Processes and Patterns of Larval Fish Drift in Rivers: A Review
1Aaron Lechner, 1Hubert Keckeis & 2Paul Humphries
1University of Vienna, Department of Limnology and Oceanography, Faculty of Life Sciences, Althanstrasse 14, 1090 Vienna, Austria.
2School of Environmental Sciences, Charles Sturt University, PO Box 789, Albury, NSW 2640, Australia
The current-mediated dispersal (drift) of young during the embryonic and larval periods is an integral part in the life cycle of many riverine species.

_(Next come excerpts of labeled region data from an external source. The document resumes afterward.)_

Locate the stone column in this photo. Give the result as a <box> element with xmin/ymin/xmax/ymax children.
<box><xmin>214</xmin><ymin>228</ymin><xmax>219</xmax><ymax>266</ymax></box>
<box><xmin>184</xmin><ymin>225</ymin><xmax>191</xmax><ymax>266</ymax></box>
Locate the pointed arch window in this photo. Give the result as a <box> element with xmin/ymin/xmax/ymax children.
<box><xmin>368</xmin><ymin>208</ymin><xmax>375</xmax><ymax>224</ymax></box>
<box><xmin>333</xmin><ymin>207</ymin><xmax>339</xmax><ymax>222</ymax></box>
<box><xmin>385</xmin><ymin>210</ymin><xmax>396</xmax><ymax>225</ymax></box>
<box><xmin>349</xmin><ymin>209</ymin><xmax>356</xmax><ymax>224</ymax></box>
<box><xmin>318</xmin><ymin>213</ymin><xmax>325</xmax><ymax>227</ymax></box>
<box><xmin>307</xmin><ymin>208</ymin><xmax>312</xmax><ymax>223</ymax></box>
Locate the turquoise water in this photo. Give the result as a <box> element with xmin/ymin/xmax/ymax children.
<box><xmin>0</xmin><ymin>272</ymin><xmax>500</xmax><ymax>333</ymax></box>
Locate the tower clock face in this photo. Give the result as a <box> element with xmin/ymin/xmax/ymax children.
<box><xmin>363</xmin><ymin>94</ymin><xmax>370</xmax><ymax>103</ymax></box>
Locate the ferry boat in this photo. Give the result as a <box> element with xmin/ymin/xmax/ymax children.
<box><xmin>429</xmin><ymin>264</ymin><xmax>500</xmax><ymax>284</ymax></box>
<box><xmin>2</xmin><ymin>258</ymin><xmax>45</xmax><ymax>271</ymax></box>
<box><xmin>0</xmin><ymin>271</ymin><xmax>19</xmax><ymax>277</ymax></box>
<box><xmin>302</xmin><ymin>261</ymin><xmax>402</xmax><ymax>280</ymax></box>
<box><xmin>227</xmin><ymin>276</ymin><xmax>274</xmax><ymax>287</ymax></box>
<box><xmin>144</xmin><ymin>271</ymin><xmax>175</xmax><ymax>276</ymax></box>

It enhances habitat connectivity and gene flow, promotes community stability and serves to extend the range of populations; thus drift is linked to ecological and evolutionary functions. Knowledge about dispersal modes and requirements of fish larvae in rivers is critical for river conservation, management and restoration. Although studies of the drift of fish larvae in lotic waters are common, a review of current understanding and knowledge gaps does not exist.. Here, we review: a) patterns of drift among taxa and larval stages b) the mechanisms and patterns of drift entrance, transport and drift exit; and c) the mode of drift (passive, active or active/passive). These patterns are discussed with regard to hydrodynamic characteristics and to abiotic conditions of the river systems (river type, flow-pattern and biogegraphy).